One of the many suggestions in the report is the expansion of ‘woodland creation programmes, focussing on potential for broadleaf and native species’. The focus would be on natural regeneration in the first instance, but supported by active tree planting. Full details of the report available in PDF format here.

Drought, bark Beetles and fires.

woodland recovering from fire
Woodland recovering from a fire

The Cameron Peak Fire in the Rocky Mountains of Colorado and the Creek Fire in the Sierra Nevada of California burned through forests where large number of the trees had been killed by bark beetles. Warmth favours the bark beetles.  Mountain pine beetles had killed millions of lodgepole pines.  A dead tree does not take up water, it dries out.  The drying out was ‘helped’ by the drought that the West Coast has experienced in recent years.  The fires burned with incredible ferocity.  In the case of the Creek Fire, the plume reached some 50,000 feet up into the air.  The fires were the result of

  • Drought / climate change
  • Bark beetle infestation
  • Large numbers of dead, dry trees
  • Consequently, large amounts of energy-rich dry biomass

Full details of the factors behind the forest fires here.
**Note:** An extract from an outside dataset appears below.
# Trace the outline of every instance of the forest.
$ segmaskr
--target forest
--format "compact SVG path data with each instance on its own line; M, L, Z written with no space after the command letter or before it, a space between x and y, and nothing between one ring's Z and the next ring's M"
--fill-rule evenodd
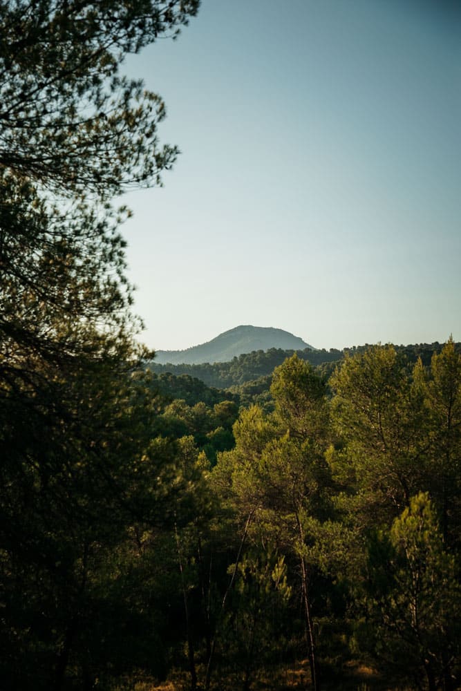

Drought is a major ‘stressor’ affecting many ecosystem across the globe.  To understand how drought affects different ecosystems, DroughtNet is working with a number of existing projects and the International Drought Experiment (IDE).  A recent experiment at the University of Florida demonstrated how drought-stressed pines did not grow as well, and when faced with an invasive species and fire - they were much likely to succumb than a healthy tree.